Einen Ritt durch mehrere Jahrhunderte verspricht das abwechslungsreiche Programm des nächsten Konzertes der Südwestdeutschen Philharmonie an diesem Wochenende. Nicht nur der im Konzertsaal eher rare Rameau dürfte für die Konstanzer*innen einige Überraschungen bereithalten, auch Ligeti, Haydn und Strawinski haben hohen Unterhaltungswert.
In der Klassik sind Best-of-Kompilationen ein alter Hut. Nur ging es dabei früher nicht um die größten Party-Hits der 1720er Jahre oder die beste Entspannungsmusik zur Kreuzigung, sondern um Zusammenstellungen der zugkräftigsten Instrumentalnummern etwa aus Schauspielmusiken oder Opern für das unterhaltungslustige Publikum im Konzertsaal (oder am heimischen Klavier).
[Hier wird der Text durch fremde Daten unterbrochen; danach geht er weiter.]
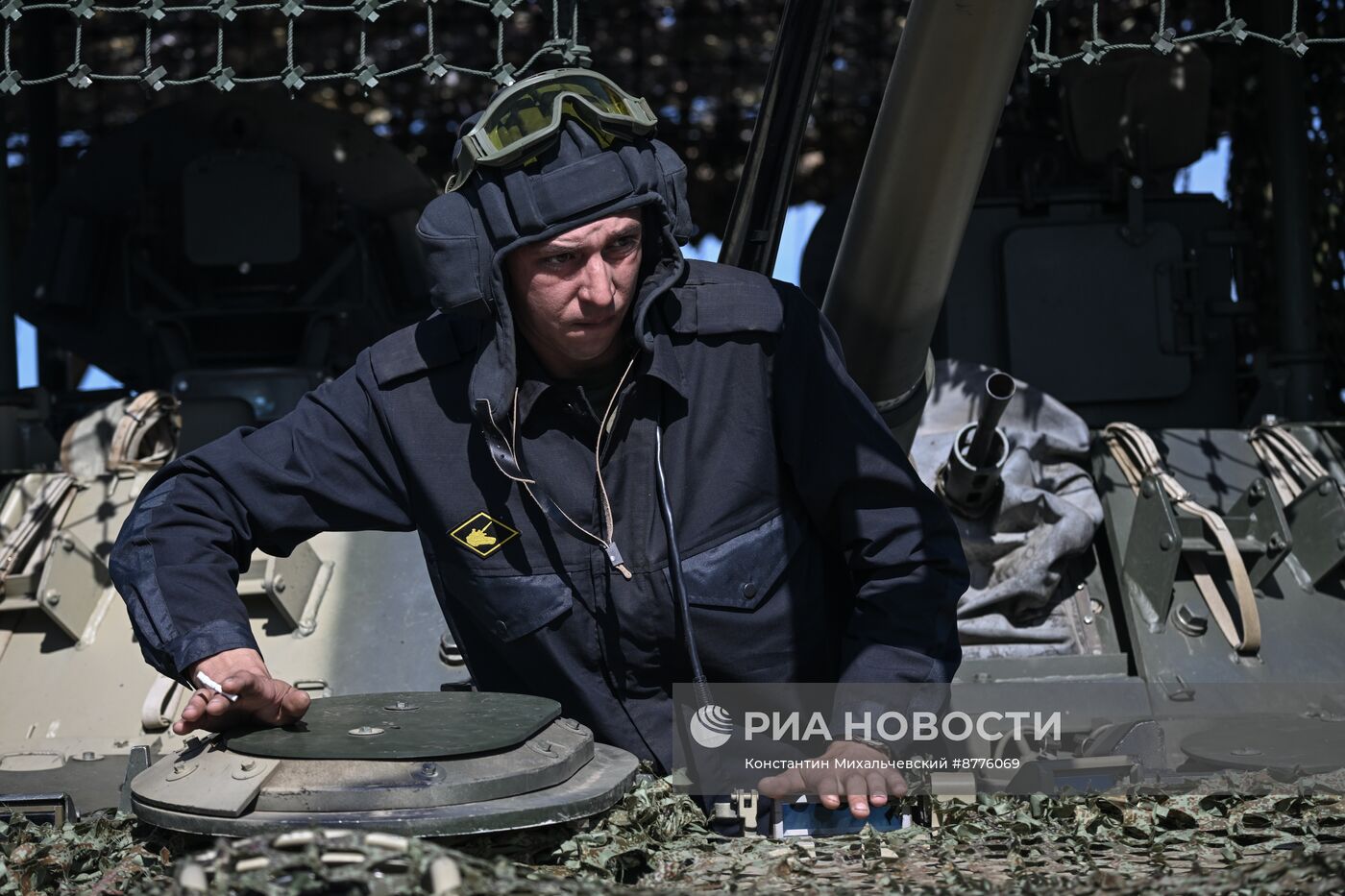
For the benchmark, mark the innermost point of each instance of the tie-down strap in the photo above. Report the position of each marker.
(1291, 466)
(1137, 455)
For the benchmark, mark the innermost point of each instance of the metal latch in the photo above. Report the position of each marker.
(742, 806)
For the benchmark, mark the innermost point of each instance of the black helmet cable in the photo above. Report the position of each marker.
(698, 681)
(511, 465)
(507, 459)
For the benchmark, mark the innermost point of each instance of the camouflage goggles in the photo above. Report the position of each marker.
(526, 116)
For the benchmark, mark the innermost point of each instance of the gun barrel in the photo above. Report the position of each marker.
(999, 390)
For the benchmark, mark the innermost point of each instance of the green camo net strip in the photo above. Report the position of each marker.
(1241, 833)
(226, 16)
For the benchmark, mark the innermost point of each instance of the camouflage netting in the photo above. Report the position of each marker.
(702, 63)
(1287, 839)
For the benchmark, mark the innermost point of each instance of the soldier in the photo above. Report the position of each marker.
(584, 406)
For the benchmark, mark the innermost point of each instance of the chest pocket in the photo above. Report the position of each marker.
(510, 607)
(746, 569)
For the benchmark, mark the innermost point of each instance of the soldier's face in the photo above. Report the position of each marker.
(572, 292)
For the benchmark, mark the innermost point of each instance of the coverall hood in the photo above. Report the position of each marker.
(574, 182)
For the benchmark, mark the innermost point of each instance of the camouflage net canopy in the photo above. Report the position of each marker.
(699, 62)
(1273, 838)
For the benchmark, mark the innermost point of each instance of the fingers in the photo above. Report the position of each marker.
(857, 795)
(829, 791)
(877, 787)
(258, 695)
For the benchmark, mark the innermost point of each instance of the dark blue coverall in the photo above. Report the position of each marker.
(811, 552)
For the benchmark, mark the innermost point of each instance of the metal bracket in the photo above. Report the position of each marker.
(73, 586)
(1153, 552)
(293, 584)
(1317, 522)
(56, 809)
(1160, 536)
(1258, 525)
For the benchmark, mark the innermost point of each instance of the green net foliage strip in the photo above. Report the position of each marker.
(436, 64)
(295, 76)
(1165, 37)
(1241, 833)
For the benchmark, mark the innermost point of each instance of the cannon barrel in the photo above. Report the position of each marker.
(930, 144)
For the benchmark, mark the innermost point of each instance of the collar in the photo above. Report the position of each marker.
(658, 362)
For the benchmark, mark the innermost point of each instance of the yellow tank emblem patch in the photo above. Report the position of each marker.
(483, 534)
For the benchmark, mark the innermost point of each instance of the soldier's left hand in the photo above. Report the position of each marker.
(860, 787)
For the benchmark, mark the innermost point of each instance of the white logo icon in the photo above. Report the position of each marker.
(712, 725)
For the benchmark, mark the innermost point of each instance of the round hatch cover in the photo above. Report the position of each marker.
(1271, 741)
(403, 725)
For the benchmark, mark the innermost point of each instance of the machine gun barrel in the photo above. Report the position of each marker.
(970, 479)
(999, 390)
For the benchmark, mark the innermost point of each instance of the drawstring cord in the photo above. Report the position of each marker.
(607, 544)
Ein solches Best-of nannte sich dann gern „Suite“. Ein bekanntes Beispiel dafür ist etwa Edvard Grieg, der in seine eine Schauspielmusik zu Ibsens Peer Gynt gleich derart viele Hits hineinkomponierte, dass es gleich für zwei Suiten langte, während Tschaikowski für ebenfalls zwei Hit-Suiten erst mal zwei ziemlich lange Ballette schreiben musste. Wahrscheinlich hat dieser Pjotr Iljitsch T. einfach zu wenig oder nicht konsequent genug gesoffen, um es zu größerer Hitdichte zu bringen – während sein musikalisch wesentlich bedeutenderer Genosse Mussorgski derart zulangte, dass er vor lauter Suff viel geniale Musik, aber überhaupt keine Best-of-Kompilation zustande brachte (die „Bilder einer Ausstellung“ zählen nicht).
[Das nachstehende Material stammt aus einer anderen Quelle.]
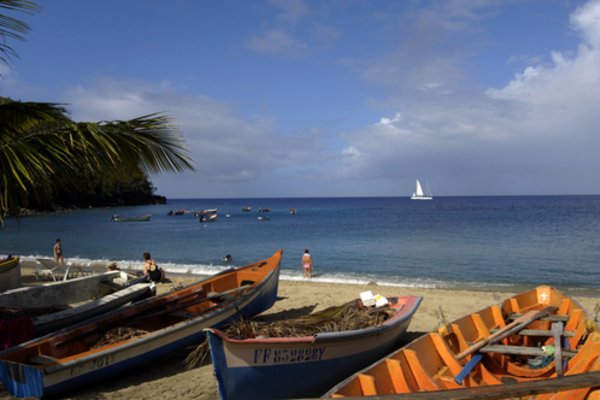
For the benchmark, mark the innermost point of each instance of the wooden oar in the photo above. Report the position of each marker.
(515, 326)
(181, 306)
(509, 329)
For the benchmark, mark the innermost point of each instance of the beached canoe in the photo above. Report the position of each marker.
(39, 311)
(62, 293)
(288, 367)
(538, 344)
(10, 273)
(137, 333)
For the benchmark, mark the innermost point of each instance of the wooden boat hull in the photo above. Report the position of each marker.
(66, 359)
(489, 349)
(10, 274)
(273, 368)
(62, 293)
(51, 322)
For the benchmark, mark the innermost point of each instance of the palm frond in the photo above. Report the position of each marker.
(12, 28)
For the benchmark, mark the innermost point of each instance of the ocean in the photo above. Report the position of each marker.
(480, 243)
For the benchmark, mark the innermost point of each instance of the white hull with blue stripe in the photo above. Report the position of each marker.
(60, 362)
(271, 368)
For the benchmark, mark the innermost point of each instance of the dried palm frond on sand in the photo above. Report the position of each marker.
(350, 316)
(117, 335)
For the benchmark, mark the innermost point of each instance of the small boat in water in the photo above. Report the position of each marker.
(138, 333)
(10, 273)
(419, 194)
(538, 344)
(305, 366)
(141, 218)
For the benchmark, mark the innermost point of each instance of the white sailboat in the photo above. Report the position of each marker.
(419, 194)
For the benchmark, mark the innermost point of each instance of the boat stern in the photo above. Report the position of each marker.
(22, 380)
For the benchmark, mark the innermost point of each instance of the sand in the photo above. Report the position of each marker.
(168, 378)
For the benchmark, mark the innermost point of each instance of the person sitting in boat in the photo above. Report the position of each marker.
(151, 270)
(112, 266)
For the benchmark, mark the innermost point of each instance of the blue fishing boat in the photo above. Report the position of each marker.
(288, 367)
(60, 362)
(10, 273)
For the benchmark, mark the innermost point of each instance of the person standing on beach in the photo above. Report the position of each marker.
(307, 264)
(58, 254)
(151, 270)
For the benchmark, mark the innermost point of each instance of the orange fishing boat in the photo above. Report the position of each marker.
(538, 344)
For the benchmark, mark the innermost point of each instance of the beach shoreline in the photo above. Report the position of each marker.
(169, 378)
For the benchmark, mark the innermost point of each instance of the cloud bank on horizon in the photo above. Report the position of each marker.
(340, 99)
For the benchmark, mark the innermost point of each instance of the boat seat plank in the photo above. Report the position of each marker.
(397, 377)
(541, 332)
(521, 350)
(421, 376)
(551, 318)
(182, 314)
(367, 384)
(42, 359)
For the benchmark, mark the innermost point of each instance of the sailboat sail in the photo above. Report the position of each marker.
(419, 194)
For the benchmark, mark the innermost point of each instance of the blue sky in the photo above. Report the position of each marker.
(336, 98)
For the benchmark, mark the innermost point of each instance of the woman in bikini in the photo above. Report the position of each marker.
(307, 264)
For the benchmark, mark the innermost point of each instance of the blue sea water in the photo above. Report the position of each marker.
(483, 243)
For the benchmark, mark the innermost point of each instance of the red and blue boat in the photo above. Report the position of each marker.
(61, 361)
(288, 367)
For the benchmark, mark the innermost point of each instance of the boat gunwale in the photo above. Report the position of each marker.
(446, 328)
(403, 314)
(231, 303)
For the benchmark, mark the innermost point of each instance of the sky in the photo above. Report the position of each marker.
(294, 98)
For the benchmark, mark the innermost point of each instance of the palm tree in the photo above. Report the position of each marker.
(11, 28)
(37, 139)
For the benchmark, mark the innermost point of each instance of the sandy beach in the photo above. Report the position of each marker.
(169, 378)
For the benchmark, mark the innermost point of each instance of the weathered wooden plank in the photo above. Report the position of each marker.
(521, 350)
(497, 392)
(552, 318)
(515, 326)
(557, 330)
(539, 332)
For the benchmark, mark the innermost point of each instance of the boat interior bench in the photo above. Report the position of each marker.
(42, 359)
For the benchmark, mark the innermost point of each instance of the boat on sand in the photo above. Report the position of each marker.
(138, 333)
(538, 344)
(306, 366)
(33, 311)
(10, 273)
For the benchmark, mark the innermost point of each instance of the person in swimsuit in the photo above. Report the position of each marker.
(307, 264)
(151, 270)
(59, 258)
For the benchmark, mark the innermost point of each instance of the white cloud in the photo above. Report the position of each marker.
(277, 41)
(539, 131)
(227, 148)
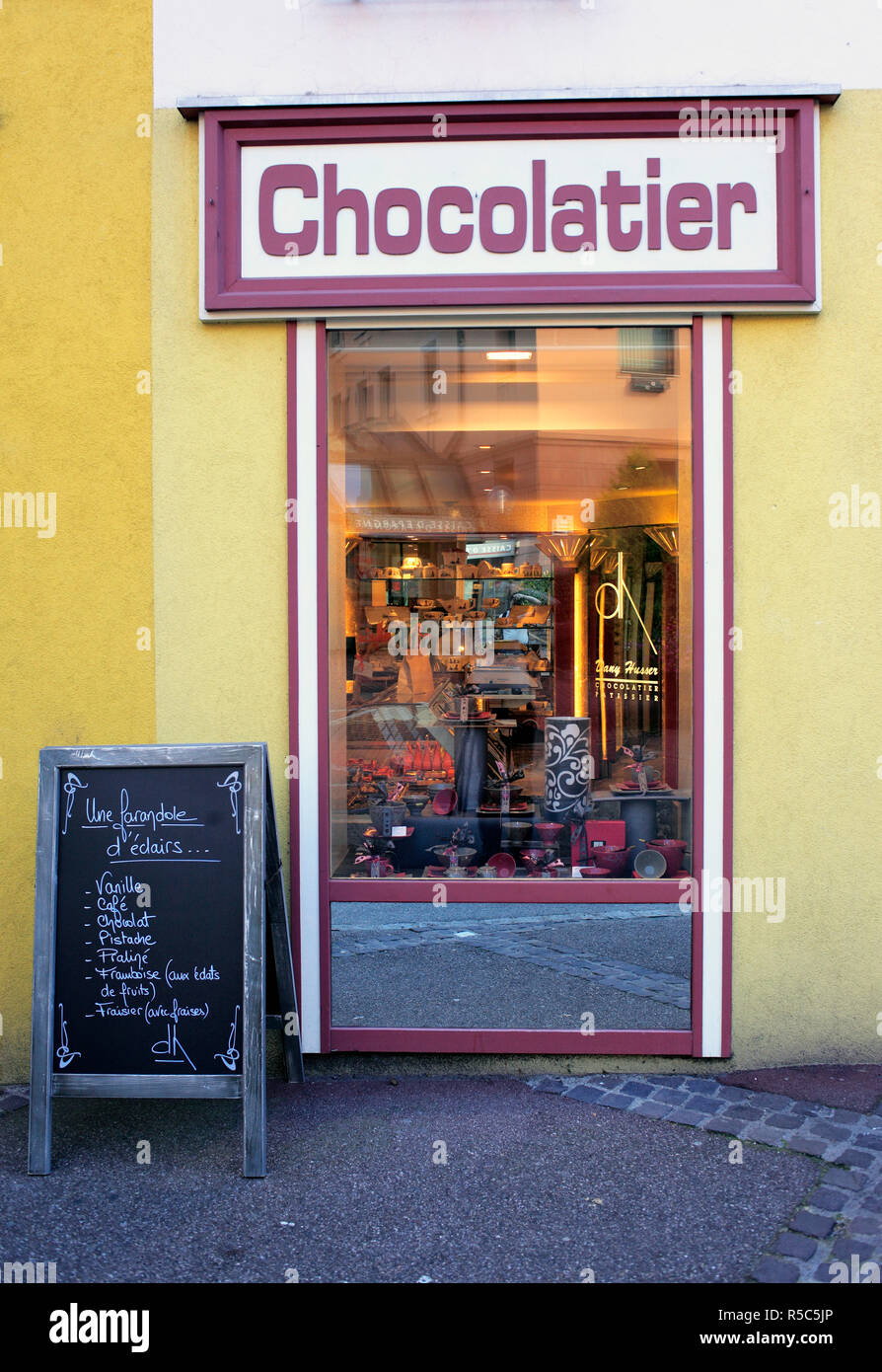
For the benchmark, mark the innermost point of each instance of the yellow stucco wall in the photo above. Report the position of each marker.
(74, 333)
(808, 738)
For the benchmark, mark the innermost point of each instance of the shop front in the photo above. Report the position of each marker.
(509, 535)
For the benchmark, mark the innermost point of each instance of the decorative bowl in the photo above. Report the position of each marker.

Aber auch heute noch entstehen Suiten, die etwa Dirigenten für den eigenen Gebrauch zusammenstellen. Ein geniales Beispiel ist „Une Symphonie imaginaire“, in der Marc Minkowski einige der größten Instrumental-Hits aus Rameaus Bühnenwerken zusammengefasst hat – und deren durchaus packende Wiedergabe – wie bei diesem Dirigenten nicht unüblich – vermutlich ebenso viel Rameau (1686‒1764) wie Minkowski (*1962) enthält.
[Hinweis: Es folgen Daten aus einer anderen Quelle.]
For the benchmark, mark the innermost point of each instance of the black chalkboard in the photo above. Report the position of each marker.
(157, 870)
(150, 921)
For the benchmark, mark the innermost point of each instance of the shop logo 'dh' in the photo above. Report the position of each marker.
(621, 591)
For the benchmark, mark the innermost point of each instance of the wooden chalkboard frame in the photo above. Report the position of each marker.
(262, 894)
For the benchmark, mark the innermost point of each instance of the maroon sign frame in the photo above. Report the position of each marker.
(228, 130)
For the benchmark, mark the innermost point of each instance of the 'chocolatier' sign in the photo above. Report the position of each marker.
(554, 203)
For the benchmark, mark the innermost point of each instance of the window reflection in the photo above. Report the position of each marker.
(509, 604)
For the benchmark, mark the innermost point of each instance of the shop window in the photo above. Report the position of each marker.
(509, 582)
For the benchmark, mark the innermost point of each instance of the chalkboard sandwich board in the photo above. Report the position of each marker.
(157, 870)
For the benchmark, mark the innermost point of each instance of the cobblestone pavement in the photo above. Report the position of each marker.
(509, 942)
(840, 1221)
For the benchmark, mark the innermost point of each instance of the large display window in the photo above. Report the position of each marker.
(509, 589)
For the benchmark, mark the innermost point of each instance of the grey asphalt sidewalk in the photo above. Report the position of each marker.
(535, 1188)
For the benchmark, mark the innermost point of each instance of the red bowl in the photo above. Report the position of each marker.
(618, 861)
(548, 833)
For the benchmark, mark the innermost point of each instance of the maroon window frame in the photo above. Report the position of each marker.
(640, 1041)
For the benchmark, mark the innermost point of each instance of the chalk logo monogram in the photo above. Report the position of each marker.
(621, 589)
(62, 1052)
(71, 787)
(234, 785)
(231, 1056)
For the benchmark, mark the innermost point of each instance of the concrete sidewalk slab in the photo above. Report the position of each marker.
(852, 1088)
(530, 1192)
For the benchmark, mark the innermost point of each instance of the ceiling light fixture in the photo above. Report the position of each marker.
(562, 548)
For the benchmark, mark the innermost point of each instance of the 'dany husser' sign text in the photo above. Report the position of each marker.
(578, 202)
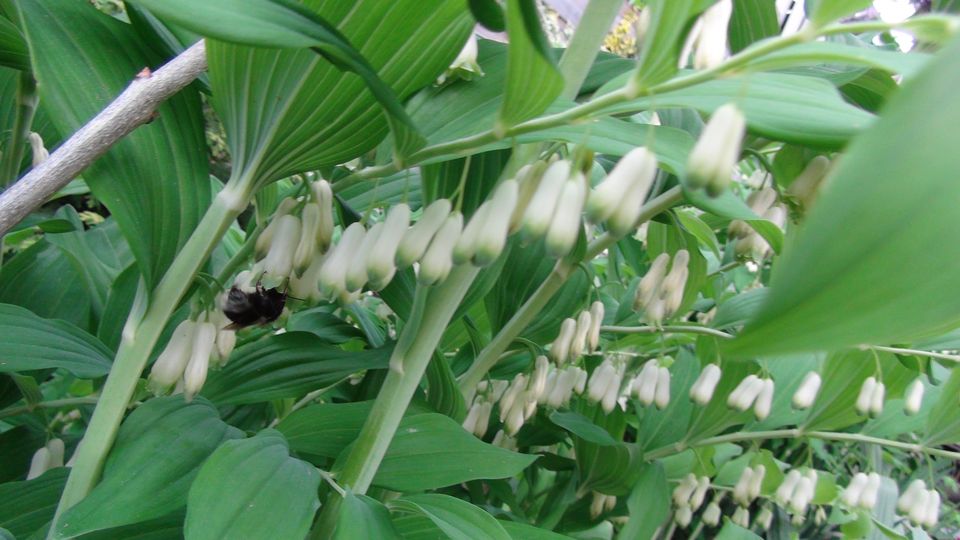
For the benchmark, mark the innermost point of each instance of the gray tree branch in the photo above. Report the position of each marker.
(132, 108)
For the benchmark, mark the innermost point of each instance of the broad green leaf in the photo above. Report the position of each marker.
(154, 181)
(363, 517)
(670, 20)
(430, 451)
(648, 503)
(751, 21)
(286, 365)
(159, 450)
(29, 505)
(821, 12)
(252, 488)
(818, 117)
(875, 278)
(529, 64)
(310, 115)
(458, 519)
(32, 343)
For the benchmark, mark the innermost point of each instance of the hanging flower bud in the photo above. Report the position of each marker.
(323, 195)
(764, 400)
(333, 273)
(565, 226)
(914, 398)
(702, 390)
(807, 391)
(711, 47)
(596, 320)
(195, 374)
(380, 260)
(168, 368)
(543, 205)
(307, 246)
(560, 349)
(717, 151)
(438, 259)
(493, 235)
(876, 399)
(621, 194)
(356, 276)
(417, 239)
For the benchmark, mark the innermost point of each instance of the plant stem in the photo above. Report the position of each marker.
(585, 44)
(677, 329)
(433, 309)
(52, 404)
(797, 433)
(139, 338)
(26, 102)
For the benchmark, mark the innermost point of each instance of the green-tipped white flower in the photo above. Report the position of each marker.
(717, 151)
(539, 213)
(195, 374)
(702, 390)
(436, 263)
(323, 195)
(333, 273)
(622, 192)
(566, 224)
(493, 236)
(417, 239)
(807, 392)
(914, 397)
(168, 369)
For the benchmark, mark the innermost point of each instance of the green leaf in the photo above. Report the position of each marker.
(159, 450)
(458, 519)
(311, 115)
(818, 117)
(286, 365)
(29, 505)
(529, 64)
(154, 181)
(877, 278)
(430, 451)
(363, 517)
(252, 488)
(32, 343)
(670, 20)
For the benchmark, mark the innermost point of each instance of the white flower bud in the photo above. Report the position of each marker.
(662, 394)
(560, 348)
(168, 368)
(333, 273)
(540, 211)
(438, 259)
(876, 399)
(764, 404)
(717, 151)
(866, 395)
(914, 398)
(279, 260)
(868, 499)
(565, 226)
(579, 341)
(195, 374)
(381, 263)
(356, 276)
(852, 494)
(711, 47)
(416, 240)
(711, 516)
(596, 320)
(807, 392)
(702, 390)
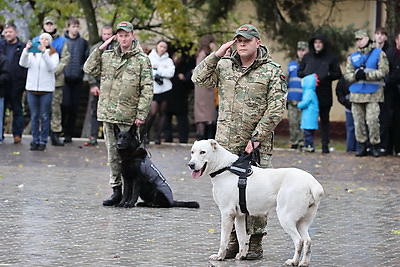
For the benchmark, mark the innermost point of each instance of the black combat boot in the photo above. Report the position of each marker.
(55, 139)
(115, 198)
(255, 247)
(362, 150)
(376, 151)
(233, 246)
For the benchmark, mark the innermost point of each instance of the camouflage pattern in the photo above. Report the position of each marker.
(126, 84)
(294, 118)
(374, 75)
(366, 114)
(365, 107)
(251, 102)
(113, 158)
(55, 123)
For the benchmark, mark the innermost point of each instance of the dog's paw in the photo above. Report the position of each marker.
(216, 257)
(240, 256)
(304, 263)
(291, 262)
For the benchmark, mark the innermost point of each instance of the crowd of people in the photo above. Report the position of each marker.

Auch der Dirigent Kilian Farell, der am Freitag und Sonntag die Südwestdeutsche Philharmonie leiten wird, hat eine Rameau-Suite kompiliert, die er bei dieser Gelegenheit präsentieren wird: „Les Borèades“ mit Musik aus Rameaus letzter Oper, deren Uraufführung der Komponist damals todeshalber nicht mehr erlebte, denn sie fand erst rund zweihundert Jahre später statt. Man darf gespannt sein, welche Stücke der Oper (außer der Ouvertüre, die in solchen Suiten obligatorisch ist) Farell für seine Suite ausgewählt hat.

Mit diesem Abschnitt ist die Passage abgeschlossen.